Folha - O Estado pode expropriar
terras usadas para o plantio de psicotrópicos e onde há trabalho escravo. Quando a lei será cumprida?
Hackbart - Essa legislação precisa ser aprimorada. O que está na
Constituição? Não cumprimento
da função social é não respeitar o
meio ambiente, não ter eficiência
econômica e não respeitar a legislação trabalhista. Isso deve ser visto como um todo.
Folha - Precisa mesmo explicitar
na lei ou basta negociar uma interpretação com o Judiciário?
Hackbart - São as duas coisas. A
lei precisa ser mais clara, e em vários lugares o Judiciário tem nos
ajudado -e muito- na avaliação, levando em conta todos esses
aspectos. Se discute muito se a
terra é produtiva ou improdutiva,
mas se discute muito pouco o
cumprimento da legislação ambiental e das relações de trabalho.
Folha - O Incra pretende fazer
com que os Estados cumpram os
mandados de reintegração?
Hackbart - Nós conversamos
com vários. Estamos iniciando,
conforme o Estado, conforme os
dados. Estamos conversando.
Folha - Se o sr. fosse proprietário
rural e tivesse sua fazenda produtiva invadida, o que faria, já que não
adianta recorrer à Justiça?
Hackbart - Em primeiro lugar,
tentaria evitar ao máximo o conflito. Tratar o assunto como uma
demanda da sociedade. Segundo,
se minha terra fosse produtiva,
demonstrar isso para a sociedade,
Judiciário e Incra. E terceiro, estão
conseguindo muitas reintegrações de posse. Não tem havido dificuldade. Ao contrário.
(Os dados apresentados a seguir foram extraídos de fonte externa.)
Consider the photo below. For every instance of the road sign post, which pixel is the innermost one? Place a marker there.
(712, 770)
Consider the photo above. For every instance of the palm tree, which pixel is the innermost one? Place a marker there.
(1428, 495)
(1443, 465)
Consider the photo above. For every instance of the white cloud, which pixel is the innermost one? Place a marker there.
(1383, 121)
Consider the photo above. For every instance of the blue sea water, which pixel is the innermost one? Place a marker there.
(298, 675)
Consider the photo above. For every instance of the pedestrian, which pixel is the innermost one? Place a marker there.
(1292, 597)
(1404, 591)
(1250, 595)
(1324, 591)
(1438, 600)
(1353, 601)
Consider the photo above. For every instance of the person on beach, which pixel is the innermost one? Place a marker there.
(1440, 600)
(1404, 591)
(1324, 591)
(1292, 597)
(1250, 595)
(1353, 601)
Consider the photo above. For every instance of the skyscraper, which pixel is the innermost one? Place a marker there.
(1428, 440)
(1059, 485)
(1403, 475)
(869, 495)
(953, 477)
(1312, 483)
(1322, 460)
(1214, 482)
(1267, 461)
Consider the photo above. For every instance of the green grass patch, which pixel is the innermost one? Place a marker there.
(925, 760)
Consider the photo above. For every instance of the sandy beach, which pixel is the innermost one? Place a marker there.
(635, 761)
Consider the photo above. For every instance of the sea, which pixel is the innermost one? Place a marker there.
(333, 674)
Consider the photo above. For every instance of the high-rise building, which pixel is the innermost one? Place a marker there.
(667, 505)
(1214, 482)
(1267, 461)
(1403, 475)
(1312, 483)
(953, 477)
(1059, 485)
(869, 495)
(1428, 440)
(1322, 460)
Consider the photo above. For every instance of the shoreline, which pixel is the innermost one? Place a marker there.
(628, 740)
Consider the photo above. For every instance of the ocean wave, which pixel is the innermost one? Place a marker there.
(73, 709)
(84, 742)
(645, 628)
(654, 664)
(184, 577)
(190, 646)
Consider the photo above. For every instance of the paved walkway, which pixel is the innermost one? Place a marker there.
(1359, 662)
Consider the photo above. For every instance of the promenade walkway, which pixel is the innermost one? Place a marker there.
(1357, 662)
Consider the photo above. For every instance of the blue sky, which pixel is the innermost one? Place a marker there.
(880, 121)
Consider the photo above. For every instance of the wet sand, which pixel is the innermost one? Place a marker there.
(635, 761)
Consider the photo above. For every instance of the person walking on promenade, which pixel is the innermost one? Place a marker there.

Folha - O sr. é favorável ao uso de
transgênicos nos assentamentos
para elevar a produção?
Hackbart - No Brasil, estou convencido de que cada vez mais a
produção, no caso da soja transgênica e do trigo, vai ser uma
grande perda, um grande desastre
econômico. Não é a toa que o Paraná vai aprovar uma legislação
tornando o Estado livre de transgênicos. Porque, com a soja orgânica, estão conseguindo muito
mais mercado internacional e
conseguindo vender a preço mais
alto. O modelo agrícola, o tipo de
produção que interessa ao país,
aos produtores, do ponto de vista
econômico, é o orgânico. Sem falar na parte ambiental e na saúde.
Folha - Lula cometeu um erro ao
autorizar o plantio?
Hackbart - Não tenho nem tempo de analisar isso. Foi uma decisão que o presidente tomou e encaminhou ao Congresso, que vai
debatê-la. É fundamental que o
consumidor diga "não quero comer isso, quero comer aquilo".
Esse está sendo o único lado bom
desse debate. As pessoas do Rio
Grande do Sul que estão orientando os produtores a produzirem
soja transgênica serão responsabilizadas no futuro pelas perdas
econômicas e até pela inviabilização de sua comercialização. Eu,
que sou do Sul, fico olhando o Paraná, Estado livre de transgênicos,
e o Rio Grande liderado por pessoas que não têm responsabilidade econômica. Estão levando os
produtores a um desastre logo, logo. Basta a Monsanto querer cobrar os royalties da soja.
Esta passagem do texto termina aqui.